Andy Myles, a Liberal Democrat negotiator in the Scottish Constitutional Convention and the party's coalition with Labour, said there is no evidence that Scotland will become "a genuinely equal partner" with the rest of the UK if it votes No.
Lib Dem veteran Sir Menzies Campbell recently unveiled the party's latest proposal for federal "home rule", an ambition dating back to the premiership of William Gladstone in the late 19th century.
Mr Myles, who was special adviser to Deputy First Minister Nicol Stephen in the final years of the Labour/Liberal coalition at Holyrood, said he was "naive" to hope that Scottish devolution would lead to a British federation.
"After spending much of my adult life trying, genuinely, to improve government in the UK, I have come to the conclusion that there is a much better chance of bringing power closer to the people in an independent Scotland," he said.
"I campaigned for a devolved parliament because it brought power back closer to the people, and I thought it might shake-up the UK constitution and lead to major reforms. I now see that this was a naive hope or belief.
"I can see no evidence that it will lead on to a modern British federation, where Scotland is a genuinely equal partner with the other parts of the UK.
"None of the UK parties are even talking about what I consider to be federalism. I have come to the conclusion that the best way forward is an independent Scotland within the EU."

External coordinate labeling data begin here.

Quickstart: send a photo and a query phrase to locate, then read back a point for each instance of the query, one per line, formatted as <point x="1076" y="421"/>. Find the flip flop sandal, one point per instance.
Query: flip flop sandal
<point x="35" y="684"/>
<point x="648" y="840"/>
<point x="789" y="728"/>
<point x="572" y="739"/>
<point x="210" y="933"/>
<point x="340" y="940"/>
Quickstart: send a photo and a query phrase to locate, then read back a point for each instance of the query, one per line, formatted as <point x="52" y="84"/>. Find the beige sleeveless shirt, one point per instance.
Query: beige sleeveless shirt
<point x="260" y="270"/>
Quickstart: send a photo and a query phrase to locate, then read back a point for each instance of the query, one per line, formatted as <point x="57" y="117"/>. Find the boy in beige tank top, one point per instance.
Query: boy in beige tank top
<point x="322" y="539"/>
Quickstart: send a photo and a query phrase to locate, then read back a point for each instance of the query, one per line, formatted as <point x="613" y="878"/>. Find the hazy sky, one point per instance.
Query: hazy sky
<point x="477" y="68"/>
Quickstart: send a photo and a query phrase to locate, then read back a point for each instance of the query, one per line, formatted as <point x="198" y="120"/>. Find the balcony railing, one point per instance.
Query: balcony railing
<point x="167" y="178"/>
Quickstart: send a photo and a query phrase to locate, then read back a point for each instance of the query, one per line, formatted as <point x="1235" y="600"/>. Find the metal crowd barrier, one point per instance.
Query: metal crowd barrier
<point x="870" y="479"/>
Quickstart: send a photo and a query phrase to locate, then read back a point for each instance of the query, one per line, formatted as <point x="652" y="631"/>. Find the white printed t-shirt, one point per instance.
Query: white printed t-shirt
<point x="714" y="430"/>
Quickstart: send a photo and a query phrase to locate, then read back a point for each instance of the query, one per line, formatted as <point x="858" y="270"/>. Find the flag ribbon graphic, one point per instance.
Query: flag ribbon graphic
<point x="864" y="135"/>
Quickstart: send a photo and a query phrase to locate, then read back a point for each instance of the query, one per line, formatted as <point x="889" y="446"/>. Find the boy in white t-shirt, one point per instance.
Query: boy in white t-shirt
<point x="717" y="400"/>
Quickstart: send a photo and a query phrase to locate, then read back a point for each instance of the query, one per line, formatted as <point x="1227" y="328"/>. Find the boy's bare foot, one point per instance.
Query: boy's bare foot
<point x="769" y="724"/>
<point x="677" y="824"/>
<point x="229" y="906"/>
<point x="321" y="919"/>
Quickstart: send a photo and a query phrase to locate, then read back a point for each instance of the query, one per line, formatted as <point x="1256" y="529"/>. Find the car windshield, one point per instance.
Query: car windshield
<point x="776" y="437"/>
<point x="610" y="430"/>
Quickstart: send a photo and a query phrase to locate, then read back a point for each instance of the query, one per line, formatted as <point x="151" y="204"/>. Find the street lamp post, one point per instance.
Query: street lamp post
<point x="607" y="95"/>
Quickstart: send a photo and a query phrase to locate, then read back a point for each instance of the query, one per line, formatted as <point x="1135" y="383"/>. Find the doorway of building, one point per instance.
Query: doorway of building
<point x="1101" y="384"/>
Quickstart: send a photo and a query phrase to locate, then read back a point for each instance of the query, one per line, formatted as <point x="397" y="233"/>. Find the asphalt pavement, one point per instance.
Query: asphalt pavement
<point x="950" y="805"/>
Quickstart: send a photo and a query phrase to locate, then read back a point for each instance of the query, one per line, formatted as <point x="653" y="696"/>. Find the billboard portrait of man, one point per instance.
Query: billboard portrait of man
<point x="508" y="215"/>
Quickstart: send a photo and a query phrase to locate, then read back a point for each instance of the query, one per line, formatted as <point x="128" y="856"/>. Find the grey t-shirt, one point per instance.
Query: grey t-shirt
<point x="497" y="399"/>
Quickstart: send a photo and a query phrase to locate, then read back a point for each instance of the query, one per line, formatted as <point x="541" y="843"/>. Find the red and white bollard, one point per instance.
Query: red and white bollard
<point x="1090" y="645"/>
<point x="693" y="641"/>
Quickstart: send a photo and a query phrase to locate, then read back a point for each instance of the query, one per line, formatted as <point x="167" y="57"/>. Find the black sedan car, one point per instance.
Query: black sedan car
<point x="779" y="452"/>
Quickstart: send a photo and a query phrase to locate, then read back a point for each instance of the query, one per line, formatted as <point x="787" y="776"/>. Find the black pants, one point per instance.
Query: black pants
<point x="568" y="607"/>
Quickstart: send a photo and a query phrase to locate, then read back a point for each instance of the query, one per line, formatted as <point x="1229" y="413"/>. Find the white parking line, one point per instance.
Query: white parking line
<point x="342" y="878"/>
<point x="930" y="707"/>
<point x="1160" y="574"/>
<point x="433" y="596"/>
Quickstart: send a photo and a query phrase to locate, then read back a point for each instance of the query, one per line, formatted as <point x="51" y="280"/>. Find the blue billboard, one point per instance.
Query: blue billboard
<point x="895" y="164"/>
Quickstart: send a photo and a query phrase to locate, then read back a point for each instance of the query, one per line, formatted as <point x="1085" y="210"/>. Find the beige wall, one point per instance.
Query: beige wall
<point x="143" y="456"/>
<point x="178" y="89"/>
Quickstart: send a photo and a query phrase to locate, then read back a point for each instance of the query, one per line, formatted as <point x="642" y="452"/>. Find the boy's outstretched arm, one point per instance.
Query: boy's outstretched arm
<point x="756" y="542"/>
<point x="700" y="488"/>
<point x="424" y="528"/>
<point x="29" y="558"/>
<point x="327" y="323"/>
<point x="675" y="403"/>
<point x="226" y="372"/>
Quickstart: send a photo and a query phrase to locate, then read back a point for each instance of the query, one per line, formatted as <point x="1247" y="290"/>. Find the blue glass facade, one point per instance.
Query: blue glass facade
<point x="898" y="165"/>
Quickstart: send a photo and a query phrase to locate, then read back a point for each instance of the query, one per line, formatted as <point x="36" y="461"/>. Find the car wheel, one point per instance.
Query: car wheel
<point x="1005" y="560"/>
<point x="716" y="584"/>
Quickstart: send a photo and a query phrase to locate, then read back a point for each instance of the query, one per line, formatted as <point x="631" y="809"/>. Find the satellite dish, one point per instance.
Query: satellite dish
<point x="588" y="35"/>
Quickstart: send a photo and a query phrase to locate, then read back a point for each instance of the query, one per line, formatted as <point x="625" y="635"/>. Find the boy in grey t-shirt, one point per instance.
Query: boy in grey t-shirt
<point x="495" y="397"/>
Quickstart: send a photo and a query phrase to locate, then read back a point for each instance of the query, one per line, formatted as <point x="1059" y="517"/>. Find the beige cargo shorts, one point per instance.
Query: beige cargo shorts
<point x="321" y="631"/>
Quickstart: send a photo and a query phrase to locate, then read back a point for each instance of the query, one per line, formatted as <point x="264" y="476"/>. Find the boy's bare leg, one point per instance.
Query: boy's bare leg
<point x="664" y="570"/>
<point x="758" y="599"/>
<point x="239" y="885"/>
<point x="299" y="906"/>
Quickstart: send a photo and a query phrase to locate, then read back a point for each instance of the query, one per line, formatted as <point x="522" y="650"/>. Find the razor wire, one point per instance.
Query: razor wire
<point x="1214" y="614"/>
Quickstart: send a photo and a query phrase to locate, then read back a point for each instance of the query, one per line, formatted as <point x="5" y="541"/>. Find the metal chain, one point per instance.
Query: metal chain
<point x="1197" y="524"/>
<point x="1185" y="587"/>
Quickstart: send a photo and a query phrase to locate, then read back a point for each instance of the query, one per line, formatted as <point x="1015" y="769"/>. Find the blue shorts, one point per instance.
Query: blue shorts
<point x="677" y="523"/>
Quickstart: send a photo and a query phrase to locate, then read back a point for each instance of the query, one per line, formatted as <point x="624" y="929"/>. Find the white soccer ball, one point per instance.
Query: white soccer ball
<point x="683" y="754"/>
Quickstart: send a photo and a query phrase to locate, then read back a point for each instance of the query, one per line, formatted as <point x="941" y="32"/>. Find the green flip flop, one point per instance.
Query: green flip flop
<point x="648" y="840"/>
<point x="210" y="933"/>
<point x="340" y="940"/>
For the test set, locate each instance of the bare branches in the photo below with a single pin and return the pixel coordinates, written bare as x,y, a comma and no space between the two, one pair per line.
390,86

He added: "I want to live in an ordinary country, where the constitution is written down and largely accepted, but can be amended. I accept that such amendment should require very significant effort, but it should be possible.
"So I am forced in September to ask myself a simple question: Will I get to a written, amendable constitution quicker by going with the continuing UK or an independent, sovereign Scotland? I think that voting Yes is the surest way of getting to this benign position."
Yes Scotland chief executive Blair Jenkins said: "Gaining the support of Andy Myles is an illustration of the ever-growing appeal of a Yes vote to a wide cross-section of the community.
"Across the political spectrum, Yes now has backing from Labour people, Liberal Democrats, Scottish Greens, Scottish Socialists and even some Conservatives, as well as the SNP - and the thousands of others who, like me, have no party political affiliation and realise that placing Scotland's future in Scotland's hands is something we can, should and must do."